Update (December 18, 2014): Insurers lose coverage battles all the time. They lick their wounds, they cut the checks (to their adversary and to their lawyers, of course), they may change their policy language to avoid similar losses in similar cases and/or maybe they bump up their premiums. In games of chance (is insurance anything but?), the house always wins.

Last summer, I noted, that “American Family’s lawyer, Mark Bradford, seemed to face a skeptical Court” as he argued on behalf of an insurer who fought an appraisal panel’s decision on the scope of the insurer’s obligation with regard to replacing siding for a condo complex. My sense was correct. This week, American Family lost before the Minnesota Supreme Court.
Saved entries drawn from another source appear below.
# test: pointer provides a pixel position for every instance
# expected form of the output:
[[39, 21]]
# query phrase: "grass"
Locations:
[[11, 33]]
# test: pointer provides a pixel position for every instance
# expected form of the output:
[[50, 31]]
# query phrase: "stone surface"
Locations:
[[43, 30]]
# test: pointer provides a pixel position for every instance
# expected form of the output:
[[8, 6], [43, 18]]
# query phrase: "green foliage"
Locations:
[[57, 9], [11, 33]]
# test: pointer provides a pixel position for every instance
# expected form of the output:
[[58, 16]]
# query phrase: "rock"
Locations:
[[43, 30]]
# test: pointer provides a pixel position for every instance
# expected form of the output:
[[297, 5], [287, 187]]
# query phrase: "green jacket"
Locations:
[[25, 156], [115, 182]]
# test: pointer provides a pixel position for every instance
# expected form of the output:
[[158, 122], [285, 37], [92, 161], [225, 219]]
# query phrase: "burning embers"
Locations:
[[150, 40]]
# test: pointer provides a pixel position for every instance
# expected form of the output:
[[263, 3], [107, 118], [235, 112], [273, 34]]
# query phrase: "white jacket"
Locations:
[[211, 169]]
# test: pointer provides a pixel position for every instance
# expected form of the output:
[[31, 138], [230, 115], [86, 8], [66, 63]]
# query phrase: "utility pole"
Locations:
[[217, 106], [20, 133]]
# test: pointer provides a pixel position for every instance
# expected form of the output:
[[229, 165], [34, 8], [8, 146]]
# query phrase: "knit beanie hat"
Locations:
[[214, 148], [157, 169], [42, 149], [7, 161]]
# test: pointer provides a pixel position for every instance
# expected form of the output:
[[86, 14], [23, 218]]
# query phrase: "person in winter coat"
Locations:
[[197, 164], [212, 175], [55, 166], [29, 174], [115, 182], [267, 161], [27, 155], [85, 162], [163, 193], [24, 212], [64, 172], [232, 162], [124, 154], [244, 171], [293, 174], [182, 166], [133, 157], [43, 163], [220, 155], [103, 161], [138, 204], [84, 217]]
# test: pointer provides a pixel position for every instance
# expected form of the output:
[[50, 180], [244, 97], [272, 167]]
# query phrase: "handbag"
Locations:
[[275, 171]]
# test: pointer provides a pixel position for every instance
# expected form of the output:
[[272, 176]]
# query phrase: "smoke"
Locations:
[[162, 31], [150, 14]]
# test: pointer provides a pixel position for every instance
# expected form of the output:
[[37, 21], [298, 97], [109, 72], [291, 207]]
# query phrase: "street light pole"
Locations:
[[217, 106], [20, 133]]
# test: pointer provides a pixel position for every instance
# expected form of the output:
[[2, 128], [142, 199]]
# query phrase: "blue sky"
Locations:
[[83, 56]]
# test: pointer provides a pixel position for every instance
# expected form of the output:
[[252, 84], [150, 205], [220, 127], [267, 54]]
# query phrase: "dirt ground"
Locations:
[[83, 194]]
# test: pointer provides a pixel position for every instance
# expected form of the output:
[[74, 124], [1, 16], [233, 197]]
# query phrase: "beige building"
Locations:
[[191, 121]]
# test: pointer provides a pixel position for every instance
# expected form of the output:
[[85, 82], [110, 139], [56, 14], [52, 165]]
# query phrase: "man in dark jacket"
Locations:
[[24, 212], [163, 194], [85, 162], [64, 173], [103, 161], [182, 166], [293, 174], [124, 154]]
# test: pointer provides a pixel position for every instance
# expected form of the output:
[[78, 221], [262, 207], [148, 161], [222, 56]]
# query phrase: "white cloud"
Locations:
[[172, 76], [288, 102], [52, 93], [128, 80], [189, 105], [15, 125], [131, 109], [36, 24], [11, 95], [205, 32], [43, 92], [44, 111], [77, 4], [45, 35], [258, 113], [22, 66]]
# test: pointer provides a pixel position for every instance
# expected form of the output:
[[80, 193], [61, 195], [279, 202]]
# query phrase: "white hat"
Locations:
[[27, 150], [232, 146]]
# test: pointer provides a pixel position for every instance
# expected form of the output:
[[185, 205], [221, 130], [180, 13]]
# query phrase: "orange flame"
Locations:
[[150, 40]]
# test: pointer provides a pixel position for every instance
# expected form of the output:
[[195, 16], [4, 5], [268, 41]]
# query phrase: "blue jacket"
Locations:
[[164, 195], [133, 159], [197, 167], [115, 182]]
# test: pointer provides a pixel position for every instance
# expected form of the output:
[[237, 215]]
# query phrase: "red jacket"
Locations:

Watching Paint DryUpdate (June 11, 2014) (under the Subject Line: “Watching paint dry…”): As it turns out, the drama of whether insurers have to replace building materials entirely or partially (discussed below) may be a frequent (if deadly boring) niche of legal disputes. The Minnesota Supreme Court heard argument this past week as to whether American Family can properly refuse to pay for replacement of all siding because there was only damage to some of the siding when the policy agrees to replace siding with “comparable” siding and there is no available comparable siding (maybe). An appraisal panel concluded that “the amount of loss included all of the siding” because, they concluded, the available new siding would not match the undamaged original siding. American Family’s lawyer, Mark Bradford, seemed to face a skeptical Court

Original post (February 12, 2014): We are in an age where many perceive an epidemic of “attention deficit disorder” but some time ago I came across a clever person’s quip that maybe the problem is not with “hyperactive” people so much as the intolerably boring lives that this society forces so many of us to endure.  The people who jump out of their chairs screaming, “I cannot take this any more” just might be the sane ones.

The prime example is how we treat children. The “abnormal” or “hyperactive” kids are the ones who cannot sit silently at a desk for hours on end…THEY’RE CHILDREN.

It could be that some unfortunate jury is going to have to sit through a trial as to whether particular roof shingle replacements are so different in color from the existing shingles that the insurer must pay to have all of the shingles replaced vs. whether the new shingles are “close enough.”

Let us all bow our heads for a moment in sympathy not only for the jurors but, most of all, for the lawyers who have been fighting out this riveting battle for over a year now…

It is not far-fetched, in my view, to suggest that lawyers are relatively highly rewarded in our society because what they do is often close to intolerable. It does not take a genius. It does not take any kind of dexterity, physical or intellectual.  But it often requires a relentless and, sometimes grueling, doggedness.